Using Multiplication by 10s in Real Life
Multiplying by 10s helps us solve many everyday problems:
- Money: If one notebook costs 3 dollars, then 10 notebooks cost 30 dollars.
- Measurement: If one rope is 12 feet long, then 10 ropes placed end-to-end would be 120 feet long.
- Time: If you read 15 pages each day, you will read 150 pages in 10 days.
- Sports: If a basketball team scores 80 points in one game and plays 10 games, they score 800 points total (if they score the same each time).
Example: A gardener plants 60 flower seeds in each garden bed.
There are 7 garden beds.
How many seeds does the gardener plant altogether?How many seeds are planted in total?
Solution:
We calculate 7 × 60.
First, multiply 7 × 6 = 42
Then add one zero to get 420
The gardener plants 420 seeds altogether.
Quick Mental Math Tricks
Once you understand the pattern, you can multiply by 10s in your head very quickly! Here are some tips:
- For × 10: Just say the number and add "ty" or add a zero. 7 becomes 70.
- For × 20, 30, etc.: Think of the simpler multiplication first, then add a zero.
- For × 100: Say the number and add "hundred," or write it with two zeros.
- For × 1,000: Say the number and add "thousand," or write it with three zeros.
With practice, these calculations become automatic. You'll be able to solve problems like 8 × 50 = 400 almost instantly!
Connecting to Division
Multiplication and division are opposite operations.
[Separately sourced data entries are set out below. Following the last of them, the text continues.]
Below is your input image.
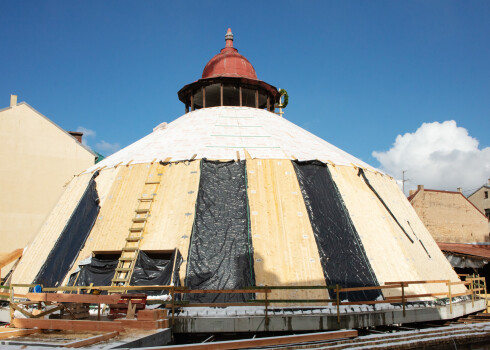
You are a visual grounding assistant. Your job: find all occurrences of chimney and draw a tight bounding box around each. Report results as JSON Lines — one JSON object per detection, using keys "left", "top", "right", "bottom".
{"left": 409, "top": 190, "right": 415, "bottom": 196}
{"left": 10, "top": 94, "right": 17, "bottom": 107}
{"left": 457, "top": 187, "right": 462, "bottom": 193}
{"left": 68, "top": 131, "right": 83, "bottom": 143}
{"left": 488, "top": 179, "right": 490, "bottom": 186}
{"left": 417, "top": 185, "right": 424, "bottom": 191}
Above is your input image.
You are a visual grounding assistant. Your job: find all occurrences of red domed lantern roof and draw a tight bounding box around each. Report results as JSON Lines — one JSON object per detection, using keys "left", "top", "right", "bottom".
{"left": 201, "top": 28, "right": 258, "bottom": 80}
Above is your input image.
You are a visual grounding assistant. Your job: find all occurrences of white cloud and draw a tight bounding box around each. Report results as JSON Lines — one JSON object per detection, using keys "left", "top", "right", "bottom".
{"left": 76, "top": 126, "right": 120, "bottom": 156}
{"left": 76, "top": 126, "right": 96, "bottom": 147}
{"left": 373, "top": 120, "right": 490, "bottom": 195}
{"left": 95, "top": 140, "right": 121, "bottom": 155}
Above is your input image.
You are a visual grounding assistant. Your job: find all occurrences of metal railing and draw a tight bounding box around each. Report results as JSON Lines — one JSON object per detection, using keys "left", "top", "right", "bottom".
{"left": 6, "top": 276, "right": 487, "bottom": 326}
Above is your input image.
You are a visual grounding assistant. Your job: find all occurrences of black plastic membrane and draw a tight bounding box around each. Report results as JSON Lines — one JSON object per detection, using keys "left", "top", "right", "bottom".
{"left": 293, "top": 161, "right": 381, "bottom": 301}
{"left": 185, "top": 160, "right": 254, "bottom": 303}
{"left": 33, "top": 173, "right": 101, "bottom": 287}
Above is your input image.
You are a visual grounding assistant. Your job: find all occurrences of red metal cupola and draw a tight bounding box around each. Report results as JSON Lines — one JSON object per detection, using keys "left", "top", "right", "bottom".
{"left": 201, "top": 28, "right": 258, "bottom": 80}
{"left": 178, "top": 29, "right": 280, "bottom": 113}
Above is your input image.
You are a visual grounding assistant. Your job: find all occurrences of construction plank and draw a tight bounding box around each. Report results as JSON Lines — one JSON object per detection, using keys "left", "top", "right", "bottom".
{"left": 0, "top": 248, "right": 23, "bottom": 268}
{"left": 181, "top": 289, "right": 269, "bottom": 294}
{"left": 63, "top": 331, "right": 119, "bottom": 348}
{"left": 141, "top": 330, "right": 358, "bottom": 350}
{"left": 0, "top": 292, "right": 26, "bottom": 298}
{"left": 12, "top": 318, "right": 124, "bottom": 332}
{"left": 119, "top": 319, "right": 169, "bottom": 330}
{"left": 138, "top": 309, "right": 167, "bottom": 321}
{"left": 0, "top": 328, "right": 42, "bottom": 340}
{"left": 26, "top": 292, "right": 122, "bottom": 304}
If you know that 4 × 10 = 40, then you also know that 40 ÷ 10 = 4. This connection helps you check your work!
When you divide by 10, you do the opposite of multiplying by 10. Instead of adding a zero, you remove a zero (or move the digits one place to the right).
- 80 ÷ 10 = 8
- 350 ÷ 10 = 35
- 1,200 ÷ 10 = 120
This relationship helps you understand that multiplication and division by 10 are two sides of the same pattern.
Summary of Key Ideas
Let's review what we've learned about multiplying by 10s:
- To multiply any whole number by 10, add one zero to the end of the number.
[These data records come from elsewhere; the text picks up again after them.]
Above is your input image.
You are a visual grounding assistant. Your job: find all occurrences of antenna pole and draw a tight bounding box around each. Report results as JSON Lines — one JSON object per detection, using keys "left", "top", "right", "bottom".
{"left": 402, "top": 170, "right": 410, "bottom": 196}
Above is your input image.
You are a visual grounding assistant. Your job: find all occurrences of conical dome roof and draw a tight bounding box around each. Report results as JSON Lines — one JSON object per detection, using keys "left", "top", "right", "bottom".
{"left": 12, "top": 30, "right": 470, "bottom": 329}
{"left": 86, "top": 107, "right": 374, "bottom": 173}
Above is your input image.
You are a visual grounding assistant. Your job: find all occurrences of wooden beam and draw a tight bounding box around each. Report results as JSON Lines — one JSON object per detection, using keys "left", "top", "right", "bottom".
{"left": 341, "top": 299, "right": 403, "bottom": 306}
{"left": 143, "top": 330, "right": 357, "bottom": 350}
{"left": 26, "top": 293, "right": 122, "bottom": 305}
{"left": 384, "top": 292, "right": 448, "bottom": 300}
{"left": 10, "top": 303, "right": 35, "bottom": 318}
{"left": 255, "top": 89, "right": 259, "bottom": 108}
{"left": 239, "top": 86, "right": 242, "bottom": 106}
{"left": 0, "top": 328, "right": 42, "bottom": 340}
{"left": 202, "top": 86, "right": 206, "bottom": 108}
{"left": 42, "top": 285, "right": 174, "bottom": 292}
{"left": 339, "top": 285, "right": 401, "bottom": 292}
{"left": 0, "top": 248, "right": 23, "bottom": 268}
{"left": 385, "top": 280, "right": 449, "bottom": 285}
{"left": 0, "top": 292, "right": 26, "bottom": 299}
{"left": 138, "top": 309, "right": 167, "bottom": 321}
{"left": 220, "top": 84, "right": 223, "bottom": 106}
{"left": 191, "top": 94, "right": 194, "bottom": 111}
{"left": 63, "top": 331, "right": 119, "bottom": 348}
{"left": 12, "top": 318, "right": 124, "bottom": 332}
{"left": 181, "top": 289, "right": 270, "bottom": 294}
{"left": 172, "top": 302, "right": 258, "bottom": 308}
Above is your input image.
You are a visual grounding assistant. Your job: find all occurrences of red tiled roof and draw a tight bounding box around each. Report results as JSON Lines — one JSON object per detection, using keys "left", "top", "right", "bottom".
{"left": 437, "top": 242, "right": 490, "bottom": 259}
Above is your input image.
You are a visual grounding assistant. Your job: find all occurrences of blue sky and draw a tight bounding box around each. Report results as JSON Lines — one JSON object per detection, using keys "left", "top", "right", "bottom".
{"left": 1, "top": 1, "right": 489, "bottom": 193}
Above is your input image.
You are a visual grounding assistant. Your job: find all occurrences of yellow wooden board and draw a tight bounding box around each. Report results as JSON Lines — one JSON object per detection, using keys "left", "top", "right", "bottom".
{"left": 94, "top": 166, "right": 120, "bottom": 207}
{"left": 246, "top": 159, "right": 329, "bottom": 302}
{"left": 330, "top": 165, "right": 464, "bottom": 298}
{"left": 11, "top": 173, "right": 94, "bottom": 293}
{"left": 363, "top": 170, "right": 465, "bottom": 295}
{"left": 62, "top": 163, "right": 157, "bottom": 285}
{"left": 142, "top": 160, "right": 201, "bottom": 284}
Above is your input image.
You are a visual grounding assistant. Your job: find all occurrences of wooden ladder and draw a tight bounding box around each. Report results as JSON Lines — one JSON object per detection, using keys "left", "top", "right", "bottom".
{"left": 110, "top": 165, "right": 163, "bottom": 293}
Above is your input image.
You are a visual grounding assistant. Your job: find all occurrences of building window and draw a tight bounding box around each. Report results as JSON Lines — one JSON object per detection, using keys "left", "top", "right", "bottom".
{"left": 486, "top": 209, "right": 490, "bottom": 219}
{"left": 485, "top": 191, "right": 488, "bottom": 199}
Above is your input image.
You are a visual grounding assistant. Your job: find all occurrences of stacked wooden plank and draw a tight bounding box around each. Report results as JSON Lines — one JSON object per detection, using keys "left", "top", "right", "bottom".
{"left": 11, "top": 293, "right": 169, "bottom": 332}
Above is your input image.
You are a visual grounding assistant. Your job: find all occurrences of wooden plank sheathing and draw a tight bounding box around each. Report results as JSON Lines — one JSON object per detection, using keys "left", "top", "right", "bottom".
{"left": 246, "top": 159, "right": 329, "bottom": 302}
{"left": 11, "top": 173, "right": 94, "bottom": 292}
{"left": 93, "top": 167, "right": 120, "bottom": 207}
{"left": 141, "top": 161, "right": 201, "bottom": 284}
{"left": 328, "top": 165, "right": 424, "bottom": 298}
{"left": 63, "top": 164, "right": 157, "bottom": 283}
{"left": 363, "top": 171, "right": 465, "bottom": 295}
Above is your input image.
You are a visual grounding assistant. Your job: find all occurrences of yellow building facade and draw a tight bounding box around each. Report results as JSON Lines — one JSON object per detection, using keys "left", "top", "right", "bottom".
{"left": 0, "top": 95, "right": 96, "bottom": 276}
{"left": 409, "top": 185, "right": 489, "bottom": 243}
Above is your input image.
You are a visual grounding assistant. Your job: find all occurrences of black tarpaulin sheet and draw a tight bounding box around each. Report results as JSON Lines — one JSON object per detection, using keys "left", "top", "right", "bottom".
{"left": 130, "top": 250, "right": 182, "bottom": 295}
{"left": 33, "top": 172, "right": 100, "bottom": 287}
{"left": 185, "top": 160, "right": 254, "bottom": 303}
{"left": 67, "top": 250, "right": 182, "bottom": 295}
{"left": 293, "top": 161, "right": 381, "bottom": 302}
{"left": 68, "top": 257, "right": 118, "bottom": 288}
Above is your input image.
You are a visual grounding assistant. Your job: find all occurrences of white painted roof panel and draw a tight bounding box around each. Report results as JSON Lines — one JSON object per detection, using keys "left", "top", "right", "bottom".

- To multiply by 20, 30, 40, etc., first multiply by the digit in the tens place, then add one zero.
- To multiply by 100, add two zeros to the end of the number.
- To multiply by 1,000, add three zeros to the end of the number.
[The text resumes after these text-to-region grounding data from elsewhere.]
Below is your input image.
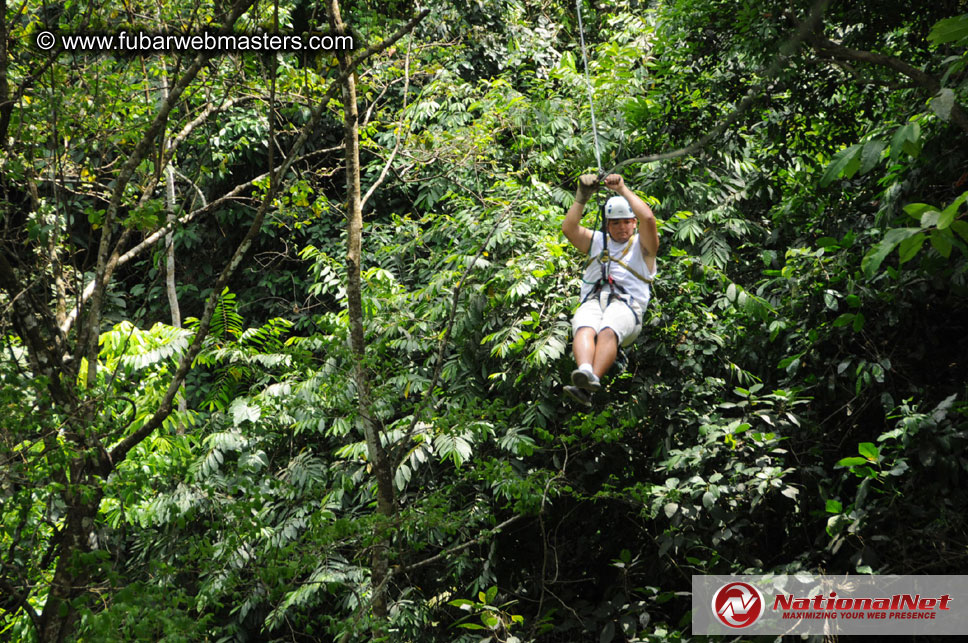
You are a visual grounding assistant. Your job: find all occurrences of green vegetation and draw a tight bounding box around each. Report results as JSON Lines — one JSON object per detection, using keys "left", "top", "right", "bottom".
{"left": 2, "top": 0, "right": 967, "bottom": 641}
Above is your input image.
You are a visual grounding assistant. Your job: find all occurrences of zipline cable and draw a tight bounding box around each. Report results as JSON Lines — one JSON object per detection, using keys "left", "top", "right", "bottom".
{"left": 575, "top": 0, "right": 611, "bottom": 284}
{"left": 575, "top": 0, "right": 603, "bottom": 177}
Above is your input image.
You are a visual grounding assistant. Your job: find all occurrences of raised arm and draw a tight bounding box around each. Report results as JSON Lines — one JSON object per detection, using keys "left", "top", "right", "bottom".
{"left": 561, "top": 174, "right": 598, "bottom": 254}
{"left": 603, "top": 174, "right": 659, "bottom": 271}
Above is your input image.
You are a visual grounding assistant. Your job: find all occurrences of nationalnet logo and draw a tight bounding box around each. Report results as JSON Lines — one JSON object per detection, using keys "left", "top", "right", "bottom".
{"left": 711, "top": 581, "right": 765, "bottom": 628}
{"left": 772, "top": 590, "right": 952, "bottom": 621}
{"left": 694, "top": 575, "right": 966, "bottom": 635}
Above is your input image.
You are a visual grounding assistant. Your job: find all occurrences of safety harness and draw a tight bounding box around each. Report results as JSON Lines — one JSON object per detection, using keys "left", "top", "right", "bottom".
{"left": 581, "top": 233, "right": 653, "bottom": 327}
{"left": 584, "top": 236, "right": 654, "bottom": 290}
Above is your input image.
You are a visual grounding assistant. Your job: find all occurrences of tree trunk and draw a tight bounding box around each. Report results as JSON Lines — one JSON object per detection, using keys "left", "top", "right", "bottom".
{"left": 158, "top": 50, "right": 188, "bottom": 431}
{"left": 328, "top": 0, "right": 397, "bottom": 625}
{"left": 38, "top": 480, "right": 105, "bottom": 643}
{"left": 0, "top": 0, "right": 11, "bottom": 147}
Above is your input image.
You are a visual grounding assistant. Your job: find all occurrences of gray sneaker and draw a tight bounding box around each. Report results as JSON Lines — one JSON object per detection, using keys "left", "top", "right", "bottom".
{"left": 571, "top": 368, "right": 601, "bottom": 392}
{"left": 563, "top": 385, "right": 592, "bottom": 406}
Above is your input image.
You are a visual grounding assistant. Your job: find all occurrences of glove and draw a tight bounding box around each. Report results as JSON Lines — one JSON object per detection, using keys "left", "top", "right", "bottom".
{"left": 575, "top": 174, "right": 599, "bottom": 204}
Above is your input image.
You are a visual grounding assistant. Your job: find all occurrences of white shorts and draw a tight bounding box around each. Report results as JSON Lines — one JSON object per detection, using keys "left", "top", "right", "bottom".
{"left": 572, "top": 292, "right": 643, "bottom": 347}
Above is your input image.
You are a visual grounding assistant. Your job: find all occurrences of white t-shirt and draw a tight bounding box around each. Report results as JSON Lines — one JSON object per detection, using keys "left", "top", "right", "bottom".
{"left": 579, "top": 231, "right": 656, "bottom": 306}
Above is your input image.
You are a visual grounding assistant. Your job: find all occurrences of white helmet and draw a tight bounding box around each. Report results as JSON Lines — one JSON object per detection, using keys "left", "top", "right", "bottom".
{"left": 605, "top": 196, "right": 633, "bottom": 219}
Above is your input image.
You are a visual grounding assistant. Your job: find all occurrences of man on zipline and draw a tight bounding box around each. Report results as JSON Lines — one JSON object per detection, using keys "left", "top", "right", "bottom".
{"left": 561, "top": 173, "right": 659, "bottom": 406}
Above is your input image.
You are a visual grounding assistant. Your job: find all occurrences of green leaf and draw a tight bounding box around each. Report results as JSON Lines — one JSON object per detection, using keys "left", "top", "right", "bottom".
{"left": 821, "top": 144, "right": 863, "bottom": 186}
{"left": 817, "top": 236, "right": 840, "bottom": 248}
{"left": 937, "top": 208, "right": 957, "bottom": 231}
{"left": 837, "top": 457, "right": 868, "bottom": 467}
{"left": 898, "top": 232, "right": 926, "bottom": 264}
{"left": 930, "top": 230, "right": 953, "bottom": 258}
{"left": 861, "top": 227, "right": 921, "bottom": 277}
{"left": 902, "top": 139, "right": 921, "bottom": 158}
{"left": 843, "top": 151, "right": 862, "bottom": 179}
{"left": 904, "top": 203, "right": 935, "bottom": 221}
{"left": 938, "top": 191, "right": 967, "bottom": 229}
{"left": 931, "top": 88, "right": 956, "bottom": 121}
{"left": 920, "top": 211, "right": 941, "bottom": 228}
{"left": 600, "top": 621, "right": 616, "bottom": 643}
{"left": 230, "top": 399, "right": 261, "bottom": 426}
{"left": 858, "top": 442, "right": 879, "bottom": 460}
{"left": 833, "top": 313, "right": 854, "bottom": 328}
{"left": 891, "top": 122, "right": 920, "bottom": 161}
{"left": 826, "top": 499, "right": 843, "bottom": 513}
{"left": 485, "top": 586, "right": 498, "bottom": 604}
{"left": 823, "top": 290, "right": 839, "bottom": 310}
{"left": 852, "top": 312, "right": 866, "bottom": 332}
{"left": 859, "top": 140, "right": 886, "bottom": 174}
{"left": 951, "top": 220, "right": 968, "bottom": 244}
{"left": 928, "top": 15, "right": 968, "bottom": 45}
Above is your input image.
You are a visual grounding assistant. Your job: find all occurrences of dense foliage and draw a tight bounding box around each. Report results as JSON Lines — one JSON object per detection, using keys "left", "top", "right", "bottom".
{"left": 2, "top": 0, "right": 968, "bottom": 641}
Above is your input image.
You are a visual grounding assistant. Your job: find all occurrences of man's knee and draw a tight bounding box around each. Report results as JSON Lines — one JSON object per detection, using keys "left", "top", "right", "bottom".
{"left": 598, "top": 327, "right": 619, "bottom": 343}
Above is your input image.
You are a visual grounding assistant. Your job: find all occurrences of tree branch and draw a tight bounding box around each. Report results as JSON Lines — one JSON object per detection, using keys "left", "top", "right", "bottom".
{"left": 392, "top": 199, "right": 513, "bottom": 469}
{"left": 0, "top": 252, "right": 72, "bottom": 406}
{"left": 77, "top": 0, "right": 258, "bottom": 387}
{"left": 807, "top": 34, "right": 968, "bottom": 135}
{"left": 610, "top": 0, "right": 832, "bottom": 172}
{"left": 0, "top": 576, "right": 40, "bottom": 635}
{"left": 58, "top": 145, "right": 342, "bottom": 336}
{"left": 361, "top": 37, "right": 413, "bottom": 209}
{"left": 336, "top": 513, "right": 527, "bottom": 643}
{"left": 398, "top": 514, "right": 525, "bottom": 574}
{"left": 109, "top": 8, "right": 430, "bottom": 466}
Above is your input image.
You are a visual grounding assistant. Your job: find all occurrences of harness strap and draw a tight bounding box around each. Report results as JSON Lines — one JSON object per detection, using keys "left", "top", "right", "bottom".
{"left": 585, "top": 237, "right": 632, "bottom": 270}
{"left": 579, "top": 288, "right": 642, "bottom": 326}
{"left": 610, "top": 257, "right": 654, "bottom": 285}
{"left": 584, "top": 237, "right": 654, "bottom": 286}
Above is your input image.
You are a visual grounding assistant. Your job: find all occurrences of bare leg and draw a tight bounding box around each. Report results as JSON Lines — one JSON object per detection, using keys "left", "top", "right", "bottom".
{"left": 592, "top": 328, "right": 619, "bottom": 378}
{"left": 573, "top": 326, "right": 597, "bottom": 367}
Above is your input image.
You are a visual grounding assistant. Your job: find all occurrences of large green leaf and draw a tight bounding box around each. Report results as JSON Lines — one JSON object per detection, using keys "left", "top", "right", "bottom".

- Our base-ten number system makes this pattern work because each place value is 10 times the place to its right.
- These shortcuts help us solve problems with money, measurement, and counting quickly.
Multiplying by 10s is one of the most useful skills in mathematics. Once you master this pattern, you'll find it easier to work with large numbers, estimate answers, and solve real-world problems. Practice using these shortcuts, and soon you'll be multiplying by 10s without even thinking about it!